Ketika sejumlah provinsi lain masih tertahan pada serapan anggaran di bawah 40 persen, NTB menunjukkan bahwa tata kelola keuangan daerah bisa dilakukan secara efisien dan progresif, bahkan di tengah keterbatasan fiskal.
Ini memperkuat posisi NTB sebagai provinsi yang tengah berbenah dalam hal transparansi, akuntabilitas, dan responsivitas anggaran terhadap kebutuhan masyarakat.
Namun capaian tersebut belum cukup jika tidak berdampak langsung terhadap kesejahteraan masyarakat. NTB masih menghadapi tantangan serius dalam hal pengentasan kemiskinan.
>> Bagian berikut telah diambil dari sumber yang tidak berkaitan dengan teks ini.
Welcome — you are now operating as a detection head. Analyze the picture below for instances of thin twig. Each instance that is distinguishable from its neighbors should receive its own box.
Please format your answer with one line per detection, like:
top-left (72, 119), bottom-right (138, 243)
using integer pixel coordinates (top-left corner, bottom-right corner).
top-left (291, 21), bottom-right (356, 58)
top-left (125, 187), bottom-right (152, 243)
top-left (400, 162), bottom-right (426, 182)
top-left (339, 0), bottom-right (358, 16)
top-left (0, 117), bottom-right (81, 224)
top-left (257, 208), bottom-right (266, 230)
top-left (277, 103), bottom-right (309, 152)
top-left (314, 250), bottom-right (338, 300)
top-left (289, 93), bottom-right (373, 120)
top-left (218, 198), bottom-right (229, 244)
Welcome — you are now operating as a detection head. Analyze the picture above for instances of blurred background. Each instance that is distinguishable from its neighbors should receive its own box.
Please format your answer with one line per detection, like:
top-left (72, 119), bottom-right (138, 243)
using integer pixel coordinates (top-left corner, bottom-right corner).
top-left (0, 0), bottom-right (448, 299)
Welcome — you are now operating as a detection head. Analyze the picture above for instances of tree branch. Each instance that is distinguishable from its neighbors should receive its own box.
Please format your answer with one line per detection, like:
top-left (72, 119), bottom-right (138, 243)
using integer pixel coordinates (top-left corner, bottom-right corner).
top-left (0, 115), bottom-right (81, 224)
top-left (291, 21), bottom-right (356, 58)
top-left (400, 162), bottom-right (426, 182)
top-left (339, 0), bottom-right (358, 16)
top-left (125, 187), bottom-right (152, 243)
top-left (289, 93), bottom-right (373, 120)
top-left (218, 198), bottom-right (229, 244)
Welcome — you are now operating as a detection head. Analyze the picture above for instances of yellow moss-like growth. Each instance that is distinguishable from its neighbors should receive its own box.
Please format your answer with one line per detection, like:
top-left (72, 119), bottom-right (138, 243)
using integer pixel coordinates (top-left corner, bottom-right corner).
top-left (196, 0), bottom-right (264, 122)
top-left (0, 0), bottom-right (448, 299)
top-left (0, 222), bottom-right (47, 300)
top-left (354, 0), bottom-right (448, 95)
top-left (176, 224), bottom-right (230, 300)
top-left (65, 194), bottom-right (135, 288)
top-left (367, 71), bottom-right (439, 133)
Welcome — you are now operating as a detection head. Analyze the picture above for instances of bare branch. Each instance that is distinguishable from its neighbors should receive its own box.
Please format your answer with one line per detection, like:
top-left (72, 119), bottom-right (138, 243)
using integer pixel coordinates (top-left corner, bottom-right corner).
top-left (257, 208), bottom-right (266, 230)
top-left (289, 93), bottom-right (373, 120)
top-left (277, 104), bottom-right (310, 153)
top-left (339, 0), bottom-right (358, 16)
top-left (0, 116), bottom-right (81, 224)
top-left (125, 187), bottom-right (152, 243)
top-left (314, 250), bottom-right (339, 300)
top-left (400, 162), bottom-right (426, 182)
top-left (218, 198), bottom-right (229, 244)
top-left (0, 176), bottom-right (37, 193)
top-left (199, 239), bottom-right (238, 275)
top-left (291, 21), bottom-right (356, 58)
Menurut data Badan Pusat Statistik (BPS), tingkat kemiskinan NTB per 2024 masih berada di kisaran 13 persen, menjadikannya salah satu provinsi dengan tingkat kemiskinan tertinggi di Indonesia bagian barat.
Fakta ini menunjukkan bahwa pertumbuhan fiskal belum sepenuhnya bertransformasi menjadi pertumbuhan inklusif yang menyentuh lapisan terbawah masyarakat.
Optimalisasi belanja daerah menjadi krusial dalam konteks ini. Serapan anggaran yang cepat dan tepat sasaran memungkinkan manfaat APBD menjangkau kelompok masyarakat rentan lebih awal dan merata.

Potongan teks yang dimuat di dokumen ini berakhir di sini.